Die Gemeinde verwaltet mittlerweile drei mal mehr Etat als noch vor zehn Jahren. (Symbolbild) (Foto: dpa/dpa)

Vaterstetten stellt für 2019 einen Rekordhaushalt auf. Einige Gemeinderäte machen sich Sorgen um die Finanzierbarkeit und warnen vor einem zu schnellen Steigen der Ausgaben

Von Wieland Bögel, Vaterstetten

Das Durchbrechen der Schallmauer geht bekanntermaßen mit einem lauten Knall einher - im Vaterstettener Gemeinderat durchbrach man sie jetzt quasi mit Schalldämpfer. In der Haushaltsdebatte fiel zwar mehrmals das Wort "Schallmauer" - eine Anspielung darauf, dass die Gemeinde heuer erstmals einen Etat von mehr als 100 Millionen Euro und damit drei mal mehr als noch vor zehn Jahren verwaltet - von kleineren Spitzen abgesehen bemühten sich aber die Redner aller Fraktionen darum, möglichst keinen großen Knall zu produzieren.

Traditionell durfte natürlich auch heuer das Gemeindeschiff nicht fehlen, die Lieblingsmetapher des Dritten Bürgermeisters Günter Lenz (SPD). Dieser merkte an, das Gemeindeschiff werde heuer genauso teuer, wie die Gorch Fock, aber immerhin "ist es bisher nicht untergegangen". Eine bevorstehende Havarie befürchtet auch SPD-Fraktionssprecher Sepp Mittermeier nicht: Der Haushalt sei "aus unserer Sicht sehr solide, es gibt keinen Grund, etwas daran auszusetzen" - an anderen Dingen dagegen sehr wohl.

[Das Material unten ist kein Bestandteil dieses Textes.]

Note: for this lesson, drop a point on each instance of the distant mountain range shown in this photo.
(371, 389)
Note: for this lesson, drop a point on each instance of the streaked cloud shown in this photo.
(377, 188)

Mittermeier wiederholte seine schon öfter geäußerte Kritik an einer fehlenden Langfrist-Planung: "Wir schieben Projekte vor uns her und keiner weiß, wie es weitergehen soll." Explizit verwies Mittermeier auf den Neubau der Gemeindebücherei, die Zukunft der Wendelsteinschule und des Rathauses. Viel sei dazu im Gremium bereits beraten, einiges sogar beschlossen worden - passiert sei aber nichts. Mittermeier machte auch klar, wen er in der Verantwortung sieht: "In dieser Legislaturperiode wird nichts mehr passieren, wir hoffen auf einen neuen Gemeinderat - und auf einen neuen Bürgermeister."

SPD und FDP kritisieren, dass bei lange geplanten Projekten, wie einer neuen Gemeindebücherei nichts vorangehe. (Foto: matthiasdoering.com)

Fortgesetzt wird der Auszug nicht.